UD offers 50 doctoral and 116 master's degree programs.
In 2012, UD awarded 275 doctoral degrees and 911 master's degrees.
International students, representing 106 countries, comprise nearly 30% of UD's graduate population with students from China, India, and South Korea being most popular.
Graduate students at UD are provided with the principles and techniques for independent thinking and research that will serve them and others well in the world.
The first doctoral programs at UD, in chemical engineering and chemistry, were approved in December 1946.
The first doctorate was awarded at UD in 1948 to James Westwater in chemical engineering.
Among the most recently established graduate degree programs are Ph.D. in Bioinformatics and Systems Biology, Ph.D. in Medical Sciences, M.A. in Chinese Technical Translation and a Ph.D. in Biomedical Engineering.
UD has several programs that result in dual degrees such as the Ph.D./M.B.A. in Biological Sciences, the Master's in Engineering/M.B.A., the M.B.A./M.S. in Finance, and the M.B.A./M.S. in Accounting.

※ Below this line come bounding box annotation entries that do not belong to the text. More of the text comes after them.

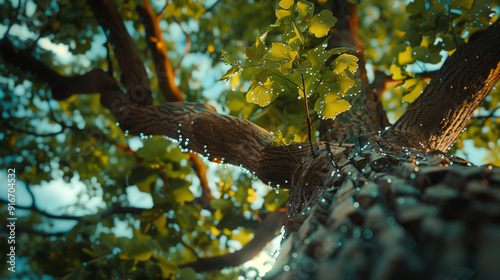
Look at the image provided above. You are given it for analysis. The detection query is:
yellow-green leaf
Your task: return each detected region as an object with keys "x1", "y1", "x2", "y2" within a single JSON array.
[
  {"x1": 403, "y1": 81, "x2": 427, "y2": 103},
  {"x1": 279, "y1": 0, "x2": 293, "y2": 10},
  {"x1": 246, "y1": 79, "x2": 278, "y2": 106},
  {"x1": 314, "y1": 94, "x2": 351, "y2": 119},
  {"x1": 309, "y1": 10, "x2": 337, "y2": 38},
  {"x1": 153, "y1": 214, "x2": 167, "y2": 231},
  {"x1": 264, "y1": 43, "x2": 299, "y2": 75},
  {"x1": 276, "y1": 10, "x2": 292, "y2": 20},
  {"x1": 220, "y1": 49, "x2": 236, "y2": 65},
  {"x1": 297, "y1": 0, "x2": 314, "y2": 21},
  {"x1": 398, "y1": 46, "x2": 416, "y2": 65},
  {"x1": 231, "y1": 73, "x2": 241, "y2": 90},
  {"x1": 333, "y1": 53, "x2": 358, "y2": 74}
]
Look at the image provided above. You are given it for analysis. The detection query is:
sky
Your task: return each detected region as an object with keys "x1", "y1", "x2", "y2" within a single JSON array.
[{"x1": 0, "y1": 1, "x2": 496, "y2": 278}]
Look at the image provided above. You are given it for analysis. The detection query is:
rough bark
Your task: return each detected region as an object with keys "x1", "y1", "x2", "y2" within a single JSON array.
[
  {"x1": 1, "y1": 0, "x2": 500, "y2": 279},
  {"x1": 87, "y1": 0, "x2": 152, "y2": 105},
  {"x1": 391, "y1": 21, "x2": 500, "y2": 151},
  {"x1": 266, "y1": 136, "x2": 500, "y2": 279}
]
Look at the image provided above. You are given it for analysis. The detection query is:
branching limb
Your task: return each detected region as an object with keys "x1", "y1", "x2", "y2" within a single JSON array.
[
  {"x1": 117, "y1": 102, "x2": 324, "y2": 187},
  {"x1": 389, "y1": 20, "x2": 500, "y2": 151},
  {"x1": 136, "y1": 0, "x2": 184, "y2": 102},
  {"x1": 87, "y1": 0, "x2": 152, "y2": 105}
]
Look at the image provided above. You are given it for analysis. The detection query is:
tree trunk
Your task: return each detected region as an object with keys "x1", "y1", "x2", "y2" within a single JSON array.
[
  {"x1": 0, "y1": 0, "x2": 500, "y2": 279},
  {"x1": 266, "y1": 136, "x2": 500, "y2": 279}
]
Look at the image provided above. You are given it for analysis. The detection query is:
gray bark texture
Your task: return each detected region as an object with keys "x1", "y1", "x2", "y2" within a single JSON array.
[{"x1": 0, "y1": 0, "x2": 500, "y2": 280}]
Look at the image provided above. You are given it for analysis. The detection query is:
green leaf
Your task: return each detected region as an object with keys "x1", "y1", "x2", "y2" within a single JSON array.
[
  {"x1": 59, "y1": 23, "x2": 78, "y2": 37},
  {"x1": 273, "y1": 130, "x2": 295, "y2": 146},
  {"x1": 246, "y1": 70, "x2": 279, "y2": 106},
  {"x1": 276, "y1": 10, "x2": 292, "y2": 20},
  {"x1": 297, "y1": 0, "x2": 314, "y2": 25},
  {"x1": 167, "y1": 178, "x2": 194, "y2": 203},
  {"x1": 153, "y1": 214, "x2": 167, "y2": 231},
  {"x1": 136, "y1": 137, "x2": 170, "y2": 161},
  {"x1": 128, "y1": 166, "x2": 158, "y2": 193},
  {"x1": 333, "y1": 53, "x2": 358, "y2": 74},
  {"x1": 245, "y1": 31, "x2": 267, "y2": 59},
  {"x1": 210, "y1": 199, "x2": 233, "y2": 210},
  {"x1": 217, "y1": 65, "x2": 240, "y2": 82},
  {"x1": 175, "y1": 205, "x2": 201, "y2": 229},
  {"x1": 403, "y1": 79, "x2": 427, "y2": 103},
  {"x1": 264, "y1": 43, "x2": 299, "y2": 75},
  {"x1": 264, "y1": 190, "x2": 290, "y2": 212},
  {"x1": 175, "y1": 267, "x2": 196, "y2": 280},
  {"x1": 309, "y1": 10, "x2": 337, "y2": 38},
  {"x1": 398, "y1": 46, "x2": 415, "y2": 65},
  {"x1": 314, "y1": 96, "x2": 351, "y2": 119},
  {"x1": 220, "y1": 49, "x2": 236, "y2": 65},
  {"x1": 157, "y1": 258, "x2": 181, "y2": 279}
]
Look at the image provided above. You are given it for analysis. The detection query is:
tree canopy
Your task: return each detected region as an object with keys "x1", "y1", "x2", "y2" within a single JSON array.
[{"x1": 0, "y1": 0, "x2": 500, "y2": 279}]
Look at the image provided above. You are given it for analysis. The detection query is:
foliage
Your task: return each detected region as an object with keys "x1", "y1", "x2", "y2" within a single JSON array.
[{"x1": 221, "y1": 0, "x2": 360, "y2": 119}]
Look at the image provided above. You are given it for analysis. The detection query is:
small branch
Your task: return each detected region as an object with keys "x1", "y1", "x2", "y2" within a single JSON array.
[
  {"x1": 136, "y1": 0, "x2": 184, "y2": 102},
  {"x1": 471, "y1": 108, "x2": 500, "y2": 119},
  {"x1": 172, "y1": 16, "x2": 191, "y2": 73},
  {"x1": 300, "y1": 74, "x2": 314, "y2": 155}
]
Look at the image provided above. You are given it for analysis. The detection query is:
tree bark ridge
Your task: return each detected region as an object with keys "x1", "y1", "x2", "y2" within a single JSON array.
[{"x1": 391, "y1": 20, "x2": 500, "y2": 151}]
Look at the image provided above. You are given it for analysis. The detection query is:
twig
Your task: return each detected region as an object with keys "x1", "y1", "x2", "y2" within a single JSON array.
[
  {"x1": 300, "y1": 74, "x2": 314, "y2": 155},
  {"x1": 172, "y1": 16, "x2": 191, "y2": 73}
]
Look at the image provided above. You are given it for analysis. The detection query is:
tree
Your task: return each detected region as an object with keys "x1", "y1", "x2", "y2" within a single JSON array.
[{"x1": 0, "y1": 0, "x2": 500, "y2": 279}]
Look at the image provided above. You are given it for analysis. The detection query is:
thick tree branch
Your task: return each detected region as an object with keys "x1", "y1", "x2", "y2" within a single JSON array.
[
  {"x1": 136, "y1": 0, "x2": 214, "y2": 206},
  {"x1": 117, "y1": 102, "x2": 332, "y2": 187},
  {"x1": 179, "y1": 210, "x2": 287, "y2": 272},
  {"x1": 391, "y1": 21, "x2": 500, "y2": 151},
  {"x1": 87, "y1": 0, "x2": 152, "y2": 105}
]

UD also offers graduate programs that combine the bachelor's degree with a master's degree for the advanced bachelor's student (called "4+1 programs") such as the B.A. in English combined with the M.A. in Teaching English as a Second Language.
UD offers 17 Graduate Certificate Programs that lead to professional certification in such areas as Composite Materials, Nursing, Dietetic Nutrition, and Socially Responsible and Sustainable Apparel Business.
UD is classified by the Carnegie Foundation for the Advancement of Teaching as a research university with very high research activity - a designation accorded to less than 3 percent of U.S. colleges and universities.
The University maintains more than 70 research centers and institutes focusing on subjects of special interest and purpose for the public good.